Oui, Gérald Bronner, ce nom résonne dans les cercles académiques et intellectuels. Sociologue, professeur à l’Université Paris-Diderot, il a scruté les arcanes de la pensée collective, décortiqué les mécanismes de la croyance, et dévoilé les fragilités de nos esprits. Ses travaux ont éclairé les dérives sectaires, les théories du complot, et les biais cognitifs qui nous égarent. Alors, quand un homme de sa trempe se risque à l’exercice de l’écriture personnelle, c’est une surprise. Exorcisme, publié cette année en 2024, nous plonge dans les méandres de son expérience, entre analyse sociologique et confession intime. Loin des analyses distanciées dont il a l’habitude, ce livre nous plonge dans son adolescence mystique et sa fascination pour l’ésotérisme.
Le sujet du livre est donc l’itinéraire spirituel de Bronner, qui, entre 15 et 25 ans, s’est converti à un syncrétisme de croyances new age, allant jusqu’à fonder un mouvement apocalyptique à Nancy. On est surpris, étonné, curieux, amusé puis abasourdi voire franchement incrédule d’imaginer une bande de jeunes ados et adultes se convaincre mutuellement et sincèrement que Nancy est le centre du monde, que des symboles mystiques sont disséminés dans toute la ville, que des créatures étranges y rôdent.
Et pourtant on n’y croit jamais vraiment tout à fait. On ne sent pas la fièvre des réunions, des veillées jusqu’à pas d’heure, des sorties nocturnes. Tout cela paraît terrible distancé, manquant d’incarantion. C’est là que réside le principal défaut d’ « Exorcisme ». Bronner oscille constamment entre l’autobiographie et l’analyse sociologique, sans jamais vraiment s’engager dans l’une ou l’autre. On reste sur sa faim concernant ses motivations profondes, la nature de ses croyances et l’emprise qu’elles avaient sur lui.
De plus, l’auteur use d’un style souvent allusif, laissant le lecteur dans le flou sur des points importants. On aurait aimé une introspection plus fouillée, une véritable mise à nu de ses convictions passées.

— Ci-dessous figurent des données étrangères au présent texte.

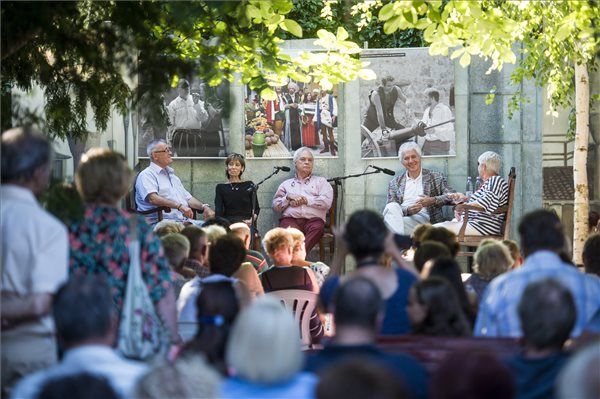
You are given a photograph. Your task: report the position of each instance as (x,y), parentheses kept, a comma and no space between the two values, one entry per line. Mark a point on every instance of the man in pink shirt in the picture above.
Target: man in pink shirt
(304,200)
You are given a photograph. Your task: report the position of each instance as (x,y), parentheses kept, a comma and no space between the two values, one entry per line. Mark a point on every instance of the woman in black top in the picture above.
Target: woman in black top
(233,201)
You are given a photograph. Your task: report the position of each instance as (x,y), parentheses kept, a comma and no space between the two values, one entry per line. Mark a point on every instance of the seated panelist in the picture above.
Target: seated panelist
(304,200)
(157,185)
(417,195)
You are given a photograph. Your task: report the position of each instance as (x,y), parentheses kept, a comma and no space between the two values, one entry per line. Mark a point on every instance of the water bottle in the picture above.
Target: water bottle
(478,183)
(469,188)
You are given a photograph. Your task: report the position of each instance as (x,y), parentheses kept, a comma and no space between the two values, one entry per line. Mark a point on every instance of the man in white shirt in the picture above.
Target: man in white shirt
(157,185)
(87,327)
(34,256)
(416,196)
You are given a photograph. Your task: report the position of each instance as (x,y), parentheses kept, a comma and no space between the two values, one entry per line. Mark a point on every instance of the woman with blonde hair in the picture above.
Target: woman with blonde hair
(99,243)
(264,356)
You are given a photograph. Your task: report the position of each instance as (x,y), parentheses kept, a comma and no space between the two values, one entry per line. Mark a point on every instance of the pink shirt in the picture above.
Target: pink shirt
(317,191)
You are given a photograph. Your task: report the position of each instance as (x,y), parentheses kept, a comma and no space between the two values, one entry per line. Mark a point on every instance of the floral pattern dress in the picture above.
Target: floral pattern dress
(99,245)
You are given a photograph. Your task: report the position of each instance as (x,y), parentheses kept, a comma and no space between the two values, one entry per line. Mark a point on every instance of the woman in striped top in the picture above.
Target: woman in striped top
(492,195)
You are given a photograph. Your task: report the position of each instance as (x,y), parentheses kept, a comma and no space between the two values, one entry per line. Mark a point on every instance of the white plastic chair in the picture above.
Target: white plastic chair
(301,303)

Cependant, le métier de sociologue de Bronner ne l’abandonne jamais complètement. Ses observations sur les mécanismes de manipulation et d’emprise sectaire sont fines et pertinentes. Les passages sur son expérience à Grenoble, où il a expérimenté la précarité étudiante, l’éloignement et l’isolement, une histoire sentimentale bien bancale, mais aussi fait ses premiers pas dans le militantisme et la vie politique par le biais du syndicalisme étudiant, sont fort réussis.
Un autre point fort du livre réside dans la galerie de personnages fascinants que l’auteur croise sur son chemin. De Nahil, gourou charismatique, à Christian, figure christique tragique, Bronner nous offre un portrait saisissant de la complexité de l’âme humaine. Là aussi, il y a un goût de trop peu. On aurait aimé sentir vraiment le charisme de Nahil, ou la force vitale de Christian.

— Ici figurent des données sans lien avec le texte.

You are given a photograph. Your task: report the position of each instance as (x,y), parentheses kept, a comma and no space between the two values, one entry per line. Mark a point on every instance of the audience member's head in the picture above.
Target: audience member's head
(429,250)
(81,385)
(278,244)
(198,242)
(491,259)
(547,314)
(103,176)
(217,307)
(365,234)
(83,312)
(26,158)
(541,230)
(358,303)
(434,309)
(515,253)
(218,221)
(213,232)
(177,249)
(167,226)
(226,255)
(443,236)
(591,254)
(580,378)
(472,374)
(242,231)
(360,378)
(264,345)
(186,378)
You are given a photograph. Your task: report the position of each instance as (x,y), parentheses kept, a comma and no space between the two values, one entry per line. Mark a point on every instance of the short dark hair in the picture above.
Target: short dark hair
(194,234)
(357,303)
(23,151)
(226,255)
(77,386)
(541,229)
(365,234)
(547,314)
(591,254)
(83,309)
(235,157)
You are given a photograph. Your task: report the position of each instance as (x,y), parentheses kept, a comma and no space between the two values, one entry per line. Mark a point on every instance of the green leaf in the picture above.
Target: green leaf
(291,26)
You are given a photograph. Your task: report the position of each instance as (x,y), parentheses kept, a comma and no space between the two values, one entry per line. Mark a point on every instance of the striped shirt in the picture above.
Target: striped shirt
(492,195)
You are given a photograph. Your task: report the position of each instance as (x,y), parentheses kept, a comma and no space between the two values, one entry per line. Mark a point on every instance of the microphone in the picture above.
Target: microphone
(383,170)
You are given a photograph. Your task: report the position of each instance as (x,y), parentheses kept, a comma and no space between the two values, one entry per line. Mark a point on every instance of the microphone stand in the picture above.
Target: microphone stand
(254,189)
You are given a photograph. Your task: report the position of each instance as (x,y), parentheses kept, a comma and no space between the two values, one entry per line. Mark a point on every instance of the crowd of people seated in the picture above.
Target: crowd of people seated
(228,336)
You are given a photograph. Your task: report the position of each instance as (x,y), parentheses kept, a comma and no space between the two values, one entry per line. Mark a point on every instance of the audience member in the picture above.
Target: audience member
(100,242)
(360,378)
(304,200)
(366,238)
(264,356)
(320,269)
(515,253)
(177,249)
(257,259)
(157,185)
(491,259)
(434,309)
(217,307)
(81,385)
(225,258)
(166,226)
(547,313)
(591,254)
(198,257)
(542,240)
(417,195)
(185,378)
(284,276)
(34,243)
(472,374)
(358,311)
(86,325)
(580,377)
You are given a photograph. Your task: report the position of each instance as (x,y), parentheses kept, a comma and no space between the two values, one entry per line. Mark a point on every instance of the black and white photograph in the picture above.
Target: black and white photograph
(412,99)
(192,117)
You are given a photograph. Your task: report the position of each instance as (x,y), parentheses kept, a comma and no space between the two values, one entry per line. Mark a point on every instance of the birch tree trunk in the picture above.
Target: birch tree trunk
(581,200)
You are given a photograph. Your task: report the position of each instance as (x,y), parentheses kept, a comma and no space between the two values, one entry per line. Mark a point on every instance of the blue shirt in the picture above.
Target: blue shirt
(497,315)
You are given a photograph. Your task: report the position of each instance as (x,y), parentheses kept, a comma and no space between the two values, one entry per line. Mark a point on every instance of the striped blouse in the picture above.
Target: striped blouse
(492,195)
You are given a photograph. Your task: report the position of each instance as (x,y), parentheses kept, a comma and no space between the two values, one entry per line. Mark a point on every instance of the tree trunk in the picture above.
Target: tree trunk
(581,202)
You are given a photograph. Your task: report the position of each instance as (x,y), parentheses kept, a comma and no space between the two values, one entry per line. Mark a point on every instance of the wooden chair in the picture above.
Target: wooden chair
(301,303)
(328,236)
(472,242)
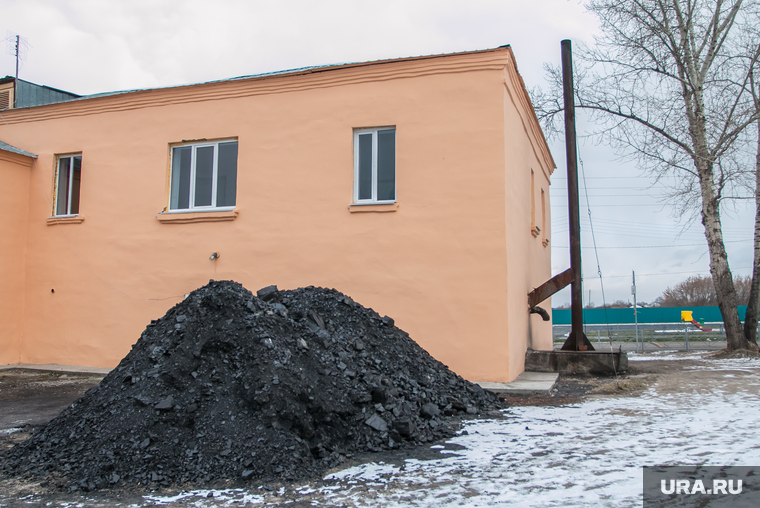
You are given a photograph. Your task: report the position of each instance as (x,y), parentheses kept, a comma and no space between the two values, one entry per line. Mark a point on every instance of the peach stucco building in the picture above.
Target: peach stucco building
(417,186)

En fin de compte, « Exorcisme » est un livre étrange, presque plus intéressant lorsqu’on en entend l’auteur en parler dans des interviews (comme dans les Matins de France Culture) que lorsqu’on le lit. On a l’impression d’avoir affaire à deux livres distincts : un récit personnel poignant et une analyse sociologique pertinente. Dommage que Bronner n’ait pas réussi à les fusionner en un seul ouvrage cohérent et captivant.